Ce pénible et vain travail de la jeunesse, par lequel elle essaye d’adapter le monde à ses désirs, a déjà été accompli par eux. Ils ont échoué et, maintenant, ils se reposent. Dans quelques années, de nouveau, ils seront agités par une sourde inquiétude qui, cette fois-ci, sera celle de la mort ; elle pervertira étrangement leur goût, les rendra indifférents, ou bizarres, ou quinteux, incompréhensibles à leur famille, étrangers à leurs enfants. Mais, de quarante à soixante ans, ils jouissent d’une paix précaire.
J’éprouvais cela avec beaucoup de force après ce bon repas et ces excellents vins, en me souvenant des jours d’autrefois et de mon cruel ennemi qui m’avait fait fuir cette province. J’ai essayé d’être fonctionnaire au Congo, marchand à Tahiti, trappeur au Canada. Rien ne me satisfaisait. Je croyais rechercher la fortune ; en réalité, j’étais poussé par la chaleur de mon jeune sang. Mais comme ses ardeurs sont éteintes maintenant, je ne me comprends plus. Je pense que j’ai fait beaucoup de chemin inutile pour revenir à mon point de départ. La seule chose dont je sois satisfait, c’est de ne m’être jamais marié, mais je n’aurais pas dû courir la terre. J’aurais dû rester ici et cultiver mon bien ; je serais plus riche qu’aujourd’hui. Je serais l’oncle à héritage. Je me sentirais à ma place dans la société, tandis que je flotte parmi tous ces êtres épais et tranquilles comme le vent parmi les arbres.

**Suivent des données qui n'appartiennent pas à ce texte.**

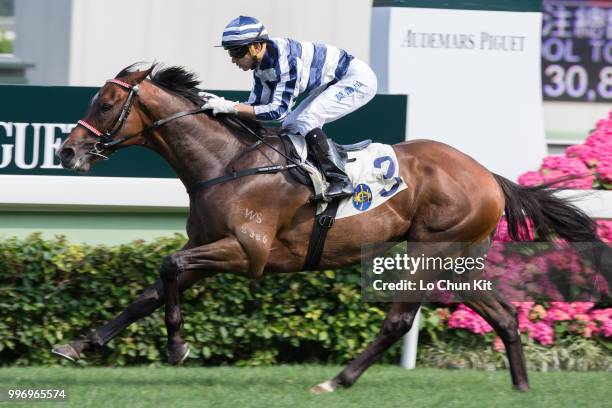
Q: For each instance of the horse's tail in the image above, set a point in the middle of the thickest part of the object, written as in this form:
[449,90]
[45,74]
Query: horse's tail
[552,216]
[548,213]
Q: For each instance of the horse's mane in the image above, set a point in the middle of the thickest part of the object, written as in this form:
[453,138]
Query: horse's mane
[180,81]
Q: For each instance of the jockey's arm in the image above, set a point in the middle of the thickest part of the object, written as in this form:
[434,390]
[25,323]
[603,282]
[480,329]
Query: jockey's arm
[245,111]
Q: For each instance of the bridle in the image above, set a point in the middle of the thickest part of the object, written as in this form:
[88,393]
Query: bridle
[107,143]
[106,138]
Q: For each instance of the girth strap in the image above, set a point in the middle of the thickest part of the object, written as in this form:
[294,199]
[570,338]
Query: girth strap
[323,223]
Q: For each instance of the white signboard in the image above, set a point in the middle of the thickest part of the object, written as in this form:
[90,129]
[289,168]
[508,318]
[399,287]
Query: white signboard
[472,79]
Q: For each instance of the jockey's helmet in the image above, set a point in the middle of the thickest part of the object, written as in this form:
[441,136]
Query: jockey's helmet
[243,31]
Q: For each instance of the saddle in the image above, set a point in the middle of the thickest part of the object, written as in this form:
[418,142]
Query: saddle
[308,172]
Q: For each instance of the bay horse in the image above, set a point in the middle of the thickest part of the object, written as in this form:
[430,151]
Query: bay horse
[449,198]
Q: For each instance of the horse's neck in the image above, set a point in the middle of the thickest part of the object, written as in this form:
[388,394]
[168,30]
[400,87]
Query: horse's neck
[196,147]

J’allai regarder danser les jeunes. On voyait dans la nuit cette rente énorme, transparente, d’où sortaient les sons cuivrés de l’orchestre. On avait installé à l’intérieur un éclairage de fortune : des rangées de petites ampoules électriques dont la vive clarté projetait sur la toile les ombres des danseurs.
Cela tenait des bals du 14 Juillet et des fêtes foraines, mais tel est l’usage chez nous… Le vent sifflait dans les arbres d’automne et la tente, par moments, semblait osciller, un peu comme un navire. Ainsi, vu du dehors, de la nuit, ce spectacle avait un caractère d’étrangeté et de tristesse. Je ne sais pourquoi. Peut-être par le contraste entre cette nature immobile et l’agitation de la jeunesse. Pauvres petits ! Ils s’en donnaient à cœur joie. Les jeunes filles surtout : elles sont élevées si sévèrement et chastement chez nous. Jusqu’à dix-huit ans, la pension à Moulins ou à Nevers, puis on apprend le ménage et la conduite d’une maison, sous la surveillance maternelle jusqu’au mariage. Ainsi, le corps et l’âme sont pleins de force, de santé et de désirs.
J’entrai sous la tente ; je les regardais ; j’entendais leurs rires ; je me demandais quel plaisir ils pouvaient trouver à se trémousser en cadence. Depuis quelque temps, devant les êtres jeunes, j’éprouve une sorte d’étonnement, comme si je contemplais une espèce animale étrangère à la mienne, comme un vieux chien regarderait danser les souris. J’ai demandé à Hélène et à François s’ils ressentaient quelque chose d’analogue. Ils ont ri et m’ont répondu que je n’étais qu’un vieil égoïste, qu’eux, Dieu merci, ne perdaient pas contact avec leurs enfants. Voire ! Je crois qu’ils se font beaucoup d’illusions. S’ils voyaient devant eux renaître leur propre jeunesse, elle leur ferait horreur, ou plutôt ils ne la reconnaîtraient pas ; ils passeraient devant elle et diraient : « Cet amour, ces rêves, ce feu nous sont étrangers. » Leur propre jeunesse… Alors, que peuvent-ils comprendre à celle des autres ?
Comme l’orchestre reprenait haleine, j’entendis les roulements de la voiture qui conduisait les jeunes mariés au Moulin-Neuf. Je cherchais des yeux Brigitte Declos parmi les couples. Elle dansait avec un grand jeune homme brun. Je songeais au mari.